Kritik an neuem Strafvollzugsgesetz: Arbeitszwang bleibt
Das Justizressort legt einen Entwurf für ein neues Landes-Strafvollzugsgesetz vor und hält dabei am Arbeitszwang für Gefangene fest.
Wenn sich der Grad der Zivilisation einer Gesellschaft am Umgang mit ihren Gefangenen misst, dann ist das Strafvollzugsgesetz der Ort, an dem sich die politische Rechtsauffassung des Landes niederschlägt. Als 1977 das erste Strafvollzugsgesetz in Deutschland in Kraft trat, galt das als politischer Fortschritt. Das Gesetz regelte, wann wer im Knast besucht werden darf, wie und ob die Post gelesen und wann auf Gefangene weiterer Zwang ausgeübt werden darf. Davor war das Gefängnis „ein rechtsfreier Raum“, sagt der Bremer Rechtssoziologe Johannes Feest.

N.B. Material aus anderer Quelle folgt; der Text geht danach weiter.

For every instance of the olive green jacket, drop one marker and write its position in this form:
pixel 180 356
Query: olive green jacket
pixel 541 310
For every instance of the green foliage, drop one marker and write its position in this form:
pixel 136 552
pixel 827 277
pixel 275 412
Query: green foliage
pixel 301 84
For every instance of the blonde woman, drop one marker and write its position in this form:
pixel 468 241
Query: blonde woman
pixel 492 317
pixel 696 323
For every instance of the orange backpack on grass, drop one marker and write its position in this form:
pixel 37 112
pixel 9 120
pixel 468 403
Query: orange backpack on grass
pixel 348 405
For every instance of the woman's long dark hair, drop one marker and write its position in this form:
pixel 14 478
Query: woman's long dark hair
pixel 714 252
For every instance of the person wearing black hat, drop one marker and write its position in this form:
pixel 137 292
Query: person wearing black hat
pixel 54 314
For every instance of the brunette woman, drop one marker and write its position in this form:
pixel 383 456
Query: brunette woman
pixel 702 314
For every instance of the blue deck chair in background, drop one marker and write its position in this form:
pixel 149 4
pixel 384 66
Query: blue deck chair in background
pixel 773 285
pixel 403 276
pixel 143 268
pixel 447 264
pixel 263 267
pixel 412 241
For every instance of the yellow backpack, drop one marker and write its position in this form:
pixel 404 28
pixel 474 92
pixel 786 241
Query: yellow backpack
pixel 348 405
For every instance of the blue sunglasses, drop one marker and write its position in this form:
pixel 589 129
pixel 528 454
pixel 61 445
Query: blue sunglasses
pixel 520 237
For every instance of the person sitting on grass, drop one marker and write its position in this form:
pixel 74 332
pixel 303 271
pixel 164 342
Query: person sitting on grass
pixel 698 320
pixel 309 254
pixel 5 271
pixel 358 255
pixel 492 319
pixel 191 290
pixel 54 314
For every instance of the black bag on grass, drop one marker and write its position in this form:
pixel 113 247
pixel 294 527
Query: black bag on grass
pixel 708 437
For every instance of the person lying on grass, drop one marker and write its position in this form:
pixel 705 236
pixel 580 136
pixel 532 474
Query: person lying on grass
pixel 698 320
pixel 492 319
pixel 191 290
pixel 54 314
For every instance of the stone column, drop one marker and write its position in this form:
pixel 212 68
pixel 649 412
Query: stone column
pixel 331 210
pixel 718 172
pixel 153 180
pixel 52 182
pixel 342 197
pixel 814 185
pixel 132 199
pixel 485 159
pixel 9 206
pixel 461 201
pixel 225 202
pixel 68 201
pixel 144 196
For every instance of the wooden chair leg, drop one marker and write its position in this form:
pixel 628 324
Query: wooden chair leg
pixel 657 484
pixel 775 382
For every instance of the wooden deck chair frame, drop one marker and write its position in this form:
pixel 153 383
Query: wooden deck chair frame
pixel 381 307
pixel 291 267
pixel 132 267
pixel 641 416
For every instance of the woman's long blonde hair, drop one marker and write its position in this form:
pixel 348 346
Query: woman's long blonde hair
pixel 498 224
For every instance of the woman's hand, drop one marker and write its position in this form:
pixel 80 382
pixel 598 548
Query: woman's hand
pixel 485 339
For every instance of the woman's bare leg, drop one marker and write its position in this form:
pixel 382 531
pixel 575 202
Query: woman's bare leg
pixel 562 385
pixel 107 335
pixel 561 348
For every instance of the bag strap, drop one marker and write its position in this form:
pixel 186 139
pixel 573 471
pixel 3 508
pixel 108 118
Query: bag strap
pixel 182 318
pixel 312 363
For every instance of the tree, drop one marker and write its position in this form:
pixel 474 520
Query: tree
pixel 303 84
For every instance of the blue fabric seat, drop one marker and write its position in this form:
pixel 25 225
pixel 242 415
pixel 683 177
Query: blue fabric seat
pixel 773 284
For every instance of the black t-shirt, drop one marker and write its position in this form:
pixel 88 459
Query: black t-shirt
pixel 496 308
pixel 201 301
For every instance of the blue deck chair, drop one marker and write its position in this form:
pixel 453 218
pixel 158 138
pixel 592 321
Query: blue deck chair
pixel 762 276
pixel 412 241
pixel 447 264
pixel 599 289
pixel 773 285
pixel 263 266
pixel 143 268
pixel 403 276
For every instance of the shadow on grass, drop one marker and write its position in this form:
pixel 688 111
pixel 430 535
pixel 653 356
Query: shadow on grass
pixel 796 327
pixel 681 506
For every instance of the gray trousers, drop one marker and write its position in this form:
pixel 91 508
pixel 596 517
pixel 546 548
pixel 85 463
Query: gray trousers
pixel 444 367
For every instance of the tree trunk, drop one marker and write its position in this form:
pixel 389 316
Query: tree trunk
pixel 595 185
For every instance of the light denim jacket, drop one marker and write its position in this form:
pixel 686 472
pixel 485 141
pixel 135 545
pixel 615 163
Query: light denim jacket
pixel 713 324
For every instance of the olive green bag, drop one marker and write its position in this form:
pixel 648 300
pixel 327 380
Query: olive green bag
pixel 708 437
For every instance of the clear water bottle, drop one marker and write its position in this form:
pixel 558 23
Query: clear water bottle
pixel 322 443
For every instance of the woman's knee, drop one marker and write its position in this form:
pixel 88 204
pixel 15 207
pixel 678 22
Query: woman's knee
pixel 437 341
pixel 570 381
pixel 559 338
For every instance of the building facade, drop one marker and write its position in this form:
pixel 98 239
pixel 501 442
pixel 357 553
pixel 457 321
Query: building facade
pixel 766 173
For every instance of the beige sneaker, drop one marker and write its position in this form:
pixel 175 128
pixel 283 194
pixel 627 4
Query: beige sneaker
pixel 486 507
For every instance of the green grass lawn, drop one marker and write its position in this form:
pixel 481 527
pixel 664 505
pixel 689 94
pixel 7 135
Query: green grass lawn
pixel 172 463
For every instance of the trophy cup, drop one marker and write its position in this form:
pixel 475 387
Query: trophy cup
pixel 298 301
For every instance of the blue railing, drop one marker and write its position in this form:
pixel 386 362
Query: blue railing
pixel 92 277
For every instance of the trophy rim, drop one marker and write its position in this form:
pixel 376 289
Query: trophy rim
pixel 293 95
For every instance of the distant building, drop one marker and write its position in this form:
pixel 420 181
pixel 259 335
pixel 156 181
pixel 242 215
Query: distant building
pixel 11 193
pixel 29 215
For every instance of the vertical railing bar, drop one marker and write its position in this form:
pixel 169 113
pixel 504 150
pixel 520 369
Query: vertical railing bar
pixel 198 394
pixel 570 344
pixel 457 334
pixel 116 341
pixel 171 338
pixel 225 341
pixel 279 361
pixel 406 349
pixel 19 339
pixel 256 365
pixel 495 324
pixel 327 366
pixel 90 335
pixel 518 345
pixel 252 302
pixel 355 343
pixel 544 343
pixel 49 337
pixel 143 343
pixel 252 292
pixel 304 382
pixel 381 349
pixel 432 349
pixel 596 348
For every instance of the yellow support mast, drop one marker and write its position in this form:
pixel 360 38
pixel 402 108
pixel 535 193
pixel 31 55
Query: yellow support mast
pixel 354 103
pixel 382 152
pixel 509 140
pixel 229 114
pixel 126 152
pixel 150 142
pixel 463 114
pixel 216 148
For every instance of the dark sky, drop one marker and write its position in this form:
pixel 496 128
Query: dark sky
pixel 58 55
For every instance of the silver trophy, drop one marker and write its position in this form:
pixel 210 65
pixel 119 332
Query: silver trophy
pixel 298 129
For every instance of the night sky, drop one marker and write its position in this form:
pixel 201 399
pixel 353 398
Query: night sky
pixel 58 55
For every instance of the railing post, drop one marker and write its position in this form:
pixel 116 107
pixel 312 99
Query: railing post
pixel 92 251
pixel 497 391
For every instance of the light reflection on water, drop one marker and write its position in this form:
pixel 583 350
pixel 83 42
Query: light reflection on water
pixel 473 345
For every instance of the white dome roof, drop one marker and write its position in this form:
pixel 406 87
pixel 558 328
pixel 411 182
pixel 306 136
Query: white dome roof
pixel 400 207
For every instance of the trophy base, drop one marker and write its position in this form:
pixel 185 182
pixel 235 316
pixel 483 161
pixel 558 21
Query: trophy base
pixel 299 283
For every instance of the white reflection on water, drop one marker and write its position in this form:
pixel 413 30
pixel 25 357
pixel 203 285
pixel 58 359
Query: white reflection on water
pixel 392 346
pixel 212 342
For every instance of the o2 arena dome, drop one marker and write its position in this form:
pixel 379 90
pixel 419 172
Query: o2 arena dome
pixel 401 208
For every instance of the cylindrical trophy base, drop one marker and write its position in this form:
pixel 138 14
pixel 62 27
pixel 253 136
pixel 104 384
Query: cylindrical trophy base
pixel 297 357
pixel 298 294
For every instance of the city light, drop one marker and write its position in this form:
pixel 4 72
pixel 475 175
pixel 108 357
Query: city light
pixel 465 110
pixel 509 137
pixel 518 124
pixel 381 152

Mit der Föderalismus-Reform ist 2006 die Gesetzgebungskompetenz an die Länder übergegangen. Beim Jugendstrafvollzug, der Untersuchungshaft und für die Sicherungsverwahrung schuf Bremen bereits neue Gesetze. Vor ein paar Tagen hat das Justizressort nun einen ersten Entwurf für ein Landes-Strafvollzugsgesetz vorgelegt. Nach Ende der Abstimmungsphase könnte es 2015 in Kraft treten. Konkrete Auswirkungen hätte das Gesetz für die maximal 725 Gefangenen, für die Bremen Platz hat.
Grundsätzlich hält sich Bremen an den Musterentwurf einer gemeinsamen Länderarbeitsgruppe, der seit 2011 vorliegt. Bremen hat daran mit Berlin, Brandenburg, Sachsen und sechs weiteren Ländern gearbeitet. Und: „Wenn man Strafvollzug mag, ist der Musterentwurf eine gute Sache“, so Feest. Daher kritisiert er die Bremer Vorlage an eben den Punkten, an denen sie vom gemeinsamen Länder-Entwurf abweicht: bei der Arbeitspflicht und beim Hafturlaub.
Anders als im Musterentwurf hält Bremen am Arbeitszwang fest: „Wir sind der Auffassung, dass Arbeit von ganz herausragender Bedeutung für die Erreichung des Vollzugsziels und der Resozialisierung ist“, erklärt Thomas Ehmke, Sprecher des Justizressorts. Daher müsse man einen Gefangenen dazu verpflichten können – eine Sicht, die Gabi Piontkowski, rechtspolitische Sprecherin der CDU-Fraktion, teilt: „Nur durch Arbeit können die Menschen wieder in die Gesellschaft integriert werden“, sagt sie. Nur wenn Arbeitspflicht bestehe, müsse die Anstalt auch Plätze dafür vorhalten.
Arbeitspflicht nicht mehr zeitgemäß
Für Helmut Pollähne hingegen, Rechtswissenschaftler der Uni Bremen, ist die Arbeitspflicht nicht mehr zeitgemäß. „Die Entscheidung muss dem Gefangenen überlassen werden“ sagt er. Alles andere sei eine Überlagerung, die nicht legitim ist: „Das Gefängnis ist keine Fürsorgebehörde, sondern man ist dort zunächst zur Strafe eingesperrt.“ Ohnehin gehe es meist um stumpfsinnige Beschäftigung. Nach der Haft würden die Gefangenen dann wieder in die Arbeitslosigkeit geschickt. „Das hat etwas Absurdes“, so Pollähne.
Auch beim Hafturlaub geht Bremen eigene Wege: Für Langzeit-Gefangene soll der weiterhin erst nach zehn Jahren überhaupt in Betracht kommen. Der Musterentwurf hatte diese Möglichkeit bereits nach fünf Jahren Strafe vorgesehen. „Straftäter dürfen nicht vollständig von der Außenwelt isoliert werden“, argumentierte dereinst Brandenburgs ehemaliger Justizminister Volkmar Schöneburg (Linke). Bremens Justizsprecher Ehmke erklärt hingegen: „Die Flucht und Missbrauchsgefahr ist zu hoch, wenn der überwiegende Teil der Strafe noch vor dem Gefangenen liegt.“
Weniger kontrovers werden wohl die Änderungen, die erst mit dem neuen Gesetz möglich werden: Etwa die Nutzung des Internets, die, beschränkt aus Gründen der Sicherheit, auch auf den Zellen juristisch geklärt sein wird.